2. There are significant problems when introducing new rolling stock to lines and through stations built by different railway companies over many years. British Railways tended to build stock such as the Mk1 coach and the class 150 dmus to dimensions that would fit more or less everywhere on the system. That principle has been less in evidence in recent years when rolling stock has been ordered for specific routes and operators. The position of doors has a significant effect on train-to-platform stepping distances. Class 153 units and HST Mk3 coaches, for example, with doors at the extreme ends cause problems when on "convex" curved platforms while vehicles (such as Mk1 coaches and class 150 dmus) with doors towards the centre of the coaches can be problematic at "concave" curved platforms. The new IET coaches are even longer than Mk3s at 26 metres but the doors, while still at the ends, are not at the extreme ends, thereby alleviating the problem slightly.
3. Passenger accidents are a potent driving factor behind rules governing door opening and closing and despatch of trains. With HSTs having swing doors, opened and closed by passengers - but locked/unlocked centrally - there are complex procedures for checking that doors are properly closed on departure. Delays occur regularly through Cornwall through implementing these procedures. HSTs are fitted with a rather primitive but functional selective door opening system which requires the train manager to be in a particular part of the train to control door unlocking when stopping at short platforms. Platform length is not the only factor at work: where there are signals at the platform end, account has to be taken of the stopping position when a train arrives against a signal at danger. Saltash up platform is the supreme example where, even though the platform is long enough for four coaches, the signal protecting the single line over the Royal Albert Bridge prevents use of a substantial length of the platform resulting in up HSTs having to restrict door opening to the leading (usually first class) vehicle only.

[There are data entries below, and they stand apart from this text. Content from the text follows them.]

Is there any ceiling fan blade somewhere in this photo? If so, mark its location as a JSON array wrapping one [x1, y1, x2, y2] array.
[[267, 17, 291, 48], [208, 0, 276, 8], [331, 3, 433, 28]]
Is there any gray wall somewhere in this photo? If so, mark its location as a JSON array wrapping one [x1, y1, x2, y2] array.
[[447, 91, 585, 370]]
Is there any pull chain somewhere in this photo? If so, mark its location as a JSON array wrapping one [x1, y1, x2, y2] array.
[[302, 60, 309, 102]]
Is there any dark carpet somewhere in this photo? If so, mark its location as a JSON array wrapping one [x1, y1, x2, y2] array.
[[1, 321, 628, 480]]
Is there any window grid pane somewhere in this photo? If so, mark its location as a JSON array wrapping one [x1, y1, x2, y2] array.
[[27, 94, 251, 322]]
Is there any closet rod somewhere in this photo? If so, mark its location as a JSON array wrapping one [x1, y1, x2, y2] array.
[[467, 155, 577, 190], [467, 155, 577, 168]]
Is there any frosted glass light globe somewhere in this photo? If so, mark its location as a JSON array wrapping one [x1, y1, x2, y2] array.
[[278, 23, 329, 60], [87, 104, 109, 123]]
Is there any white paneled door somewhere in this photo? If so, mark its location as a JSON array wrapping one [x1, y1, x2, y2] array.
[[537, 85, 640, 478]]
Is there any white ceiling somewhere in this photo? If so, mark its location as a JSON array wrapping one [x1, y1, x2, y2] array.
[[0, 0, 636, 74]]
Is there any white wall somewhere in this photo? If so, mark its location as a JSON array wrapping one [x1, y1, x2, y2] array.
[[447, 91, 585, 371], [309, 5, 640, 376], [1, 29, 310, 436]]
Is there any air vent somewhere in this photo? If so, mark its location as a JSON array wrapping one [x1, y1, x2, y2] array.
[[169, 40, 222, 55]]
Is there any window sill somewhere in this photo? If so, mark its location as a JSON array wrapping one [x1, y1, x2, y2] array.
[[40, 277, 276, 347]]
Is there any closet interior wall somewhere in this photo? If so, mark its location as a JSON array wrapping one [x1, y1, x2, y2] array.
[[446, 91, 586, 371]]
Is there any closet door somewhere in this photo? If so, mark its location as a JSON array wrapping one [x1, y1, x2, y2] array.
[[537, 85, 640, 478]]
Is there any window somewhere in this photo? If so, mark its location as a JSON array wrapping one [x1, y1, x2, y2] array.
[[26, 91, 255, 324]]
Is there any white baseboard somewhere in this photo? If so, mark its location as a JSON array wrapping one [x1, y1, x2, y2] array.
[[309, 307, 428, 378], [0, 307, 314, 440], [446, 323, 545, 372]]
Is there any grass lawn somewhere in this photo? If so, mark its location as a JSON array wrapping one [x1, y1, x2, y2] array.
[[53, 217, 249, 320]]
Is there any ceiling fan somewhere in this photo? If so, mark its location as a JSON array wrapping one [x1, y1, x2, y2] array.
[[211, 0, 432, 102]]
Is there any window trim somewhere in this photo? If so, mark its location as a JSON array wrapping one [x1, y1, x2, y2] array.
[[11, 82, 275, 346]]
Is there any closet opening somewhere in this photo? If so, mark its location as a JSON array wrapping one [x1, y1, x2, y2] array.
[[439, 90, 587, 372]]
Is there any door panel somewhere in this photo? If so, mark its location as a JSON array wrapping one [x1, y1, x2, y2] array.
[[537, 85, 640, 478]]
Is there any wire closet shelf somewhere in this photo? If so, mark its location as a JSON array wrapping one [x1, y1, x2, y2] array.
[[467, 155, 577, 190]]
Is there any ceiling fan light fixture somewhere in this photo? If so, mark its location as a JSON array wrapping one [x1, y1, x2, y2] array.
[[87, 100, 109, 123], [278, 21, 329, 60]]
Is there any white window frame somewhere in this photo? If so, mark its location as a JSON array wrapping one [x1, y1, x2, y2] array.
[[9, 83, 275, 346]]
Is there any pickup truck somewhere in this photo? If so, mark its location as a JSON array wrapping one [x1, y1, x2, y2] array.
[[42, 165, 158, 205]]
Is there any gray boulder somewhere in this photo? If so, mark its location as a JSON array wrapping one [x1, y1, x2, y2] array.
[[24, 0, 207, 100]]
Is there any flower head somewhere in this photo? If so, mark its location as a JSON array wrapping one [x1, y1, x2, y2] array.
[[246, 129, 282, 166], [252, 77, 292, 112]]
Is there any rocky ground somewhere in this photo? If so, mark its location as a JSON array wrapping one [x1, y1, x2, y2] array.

4. The new IET sets have power doors and a much more sophisticated selective door opening system which can be operated centrally by driver or guard plus software that prevents doors being opened which are not safely at a platform. For this reason, IETs, though potentially longer than HSTs, should be able to call safely at stations with short platforms. Of course, that will still require passengers in vehicles not platformed to walk through the train to alight, sometimes leading to delays. If 10-car (two class 802 IETs coupled together) work into Cornwall, with no gangway connection between the sets it will be important for all passengers wishing to alight at most stations to be travelling in the correct unit.
5. It is now intended that some stopping services in Cornwall and Devon will be worked by refurbished, standard class only, four-coach plus two power-cars HSTs. One of these is already on trials and will enter passenger service in January 2018. New stopping position signs have recently appeared at stations to be served by these trains reading: "HST 2+4 car stop". These are generally at the same stopping positions as the signs for CrossCountry four- and five-car units though some Cornwall stations such as Lostwithiel and St Germans will be served by the short HSTs but are not served by CrossCountry trains.
Many thanks Derek, I am sure that we are all now much the wiser.